Suppose we have a statistical model (family of distributions) $\{f_{\theta}: \theta \in \Theta\}$. In the most general case we have $dim(\Theta) = d$, so this family is parameterized by $\theta = (\theta_1, \dots, \theta_d)^T$. Under certain regularity conditions, we have

$$I_{i,j}(\theta) = -E_{\theta}\Big[\frac{\partial^2 l(X; \theta)}{\partial\theta_i\partial\theta_j}\Big] = -E_\theta\Big[H_{i,j}(l(X;\theta))\Big]$$

where $I_{i,j}$ is a Fisher Information matrix (as a function of $\theta$) and $X$ is the observed value (sample)

$$l(X; \theta) = ln(f_{\theta}(X)),\text{ for some } \theta \in \Theta$$

So Fisher Information matrix is a negated expected value of Hesian of the log-probability under some $\theta$

Now let's say we want to estimate some vector function of the unknown parameter $\psi(\theta)$. Usually it is desired that the estimator $T(X) = (T_1(X), \dots, T_d(X))$ should be unbiased, i.e.

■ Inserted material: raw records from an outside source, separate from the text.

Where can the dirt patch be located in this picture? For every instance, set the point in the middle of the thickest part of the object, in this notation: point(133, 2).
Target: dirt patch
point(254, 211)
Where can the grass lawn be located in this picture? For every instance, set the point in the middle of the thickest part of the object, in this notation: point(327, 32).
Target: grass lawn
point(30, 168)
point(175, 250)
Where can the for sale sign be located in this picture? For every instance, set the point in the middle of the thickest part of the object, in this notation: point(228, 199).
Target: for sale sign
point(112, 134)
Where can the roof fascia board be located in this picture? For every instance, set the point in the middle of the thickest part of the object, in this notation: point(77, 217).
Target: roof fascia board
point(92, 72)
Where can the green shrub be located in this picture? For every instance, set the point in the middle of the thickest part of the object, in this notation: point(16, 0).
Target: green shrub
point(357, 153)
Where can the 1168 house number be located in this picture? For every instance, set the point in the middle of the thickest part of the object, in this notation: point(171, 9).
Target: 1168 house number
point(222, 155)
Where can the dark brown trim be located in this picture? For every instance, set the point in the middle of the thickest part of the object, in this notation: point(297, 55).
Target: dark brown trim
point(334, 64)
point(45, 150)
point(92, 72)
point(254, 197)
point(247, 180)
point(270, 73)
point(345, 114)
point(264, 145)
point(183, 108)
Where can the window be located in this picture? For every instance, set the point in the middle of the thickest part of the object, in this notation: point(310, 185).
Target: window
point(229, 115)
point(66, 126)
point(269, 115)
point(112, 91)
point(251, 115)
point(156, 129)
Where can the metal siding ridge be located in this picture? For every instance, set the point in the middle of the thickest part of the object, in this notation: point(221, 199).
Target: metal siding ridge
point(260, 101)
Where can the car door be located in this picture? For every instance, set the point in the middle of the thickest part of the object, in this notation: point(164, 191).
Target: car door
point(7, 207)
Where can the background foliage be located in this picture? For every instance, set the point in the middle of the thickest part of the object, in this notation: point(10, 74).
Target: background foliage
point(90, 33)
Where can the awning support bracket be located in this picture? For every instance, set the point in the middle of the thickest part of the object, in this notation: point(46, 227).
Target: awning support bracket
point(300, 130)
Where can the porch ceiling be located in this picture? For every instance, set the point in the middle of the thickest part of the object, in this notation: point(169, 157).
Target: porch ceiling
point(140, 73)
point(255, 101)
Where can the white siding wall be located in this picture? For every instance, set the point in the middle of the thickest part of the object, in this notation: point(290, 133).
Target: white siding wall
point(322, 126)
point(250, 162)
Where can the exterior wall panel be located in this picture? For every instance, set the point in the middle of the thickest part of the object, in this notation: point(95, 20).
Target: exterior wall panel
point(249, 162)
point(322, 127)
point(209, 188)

$$\forall_{\theta \in \Theta}\ E_{\theta}[T(X)] = \psi(\theta)$$

Cramer Rao Lower Bound states that for every unbiased $T(X)$ the $cov_{\theta}(T(X))$ satisfies

$$cov_{\theta}(T(X)) \ge \frac{\partial\psi(\theta)}{\partial\theta}I^{-1}(\theta)\Big(\frac{\partial\psi(\theta)}{\partial\theta}\Big)^T = B(\theta)$$

where $A \ge B$ for matrices means that $A - B$ is positive semi-definite, $\frac{\partial\psi(\theta)}{\partial\theta}$ is simply a Jacobian $J_{i,j}(\psi)$. Note that if we estimate $\theta$, that is $\psi(\theta) = \theta$, above simplifies to

$$cov_{\theta}(T(X)) \ge I^{-1}(\theta)$$

But what does it tell us really? For example, recall that

$$var_{\theta}(T_i(X)) = [cov_{\theta}(T(X))]_{i,i}$$

and that for every positive semi-definite matrix $A$ diagonal elements are non-negative

$$\forall_i\ A_{i,i} \ge 0$$

From above we can conclude that the variance of each estimated element is bounded by diagonal elements of matrix $B(\theta)$

$$\forall_i\ var_{\theta}(T_i(X)) \ge [B(\theta)]_{i,i}$$

So CRLB doesn't tell us the variance of our estimator, but wheter or not our estimator is optimal, i.e. if it has lowest covariance among all unbiased estimators.